Insights from quantitative metaproteomics and protein-stable isotope probing into microbial ecology

Abstract

The recent development of metaproteomics has enabled the direct identification and quantification of expressed proteins from microbial communities in situ, without the need for microbial enrichment. This became possible by (1) significant increases in quality and quantity of metagenome data and by improvements of (2) accuracy and (3) sensitivity of modern mass spectrometers (MS). The identification of physiologically relevant enzymes can help to understand the role of specific species within a community or an ecological niche. Beside identification, relative and absolute quantitation is also crucial. We will review label-free and label-based methods of quantitation in MS-based proteome analysis and the contribution of quantitative proteome data to microbial ecology. Additionally, approaches of protein-based stable isotope probing (protein-SIP) for deciphering community structures are reviewed. Information on the species-specific metabolic activity can be obtained when substrates or nutrients are labeled with stable isotopes in a protein-SIP approach. The stable isotopes ((13)C, (15)N, (36)S) are incorporated into proteins and the rate of incorporation can be used for assessing the metabolic activity of the corresponding species. We will focus on the relevance of the metabolic and phylogenetic information retrieved with protein-SIP studies and for detecting and quantifying the carbon flux within microbial consortia. Furthermore, the combination of protein-SIP with established tools in microbial ecology such as other stable isotope probing techniques are discussed.

Figure 1

Overview of a protein-SIP experiment studying the carbon flux between heterotrophic (Acidiphilum cryptum) and autotrophic (Acidithiobacillus ferrooxidans) organisms over four sampling points (t1–t4) (Kermer et al., 2012).

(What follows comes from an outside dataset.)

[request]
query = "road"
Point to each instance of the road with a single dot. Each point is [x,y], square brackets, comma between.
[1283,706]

Labeled galactose is metabolized by A. cryptum to labeled CO₂. In early time points, only a low amount of labeled CO₂ is present and is fixed by the autotrophic strain, leading to a low RIA. In later time points, the metabolic activity of A. cryptum resulted in a strong increase in ¹³CO₂, leading to a higher RIA in A. ferrooxidans. The ¹³C-flux was reconstructed by the changes of the isotopologue patterns (color code, see sampling bar in the figure). Representative mass spectra showing the peptide ion mass distribution of peptide AGGLPAVIGELIR of dihydroxy-acid dehydratase (A. cryptum, gi148259108) and peptide AFDGSSIAGWK of glutamine synthetase, type I (A. ferrooxidans, gi198282766).

Figure 2

Data evaluation of a protein-SIP experiment to detect the carbon flux in an anaerobic benzene-degrading community (Taubert et al., 2012). (a) Protein grouping based on RIA vs LR to define metabolic groups of bacterial organisms obtained by ¹³C benzene metabolisation. Colored data points indicate different metabolic groups: group 1, Clostridiales (orange dots); group 2, Deltaproteobacteria (blue triangles); group 3, Bacteroidetes (green squares). Arrows indicate the chronological development between the RIA and LR. A low variability of the RIA and a strong increase in LR (as shown for group 1) indicates a direct metabolisation of the ¹³C-labeled substrate and a high growth rate. A stronger change of RIA over time indicates an indirect metabolisation (like shown for group 2 and 3). (b) Model of the carbon flux with the bacterial community based on data of the protein-SIP experiment using ¹³C-labeled benzene and ¹³C-labeled carbonate.

Figure 3

Integration of protein-SIP in the toolbox of microbial ecology and the combination of OMICS to reconstruct metabolic networks.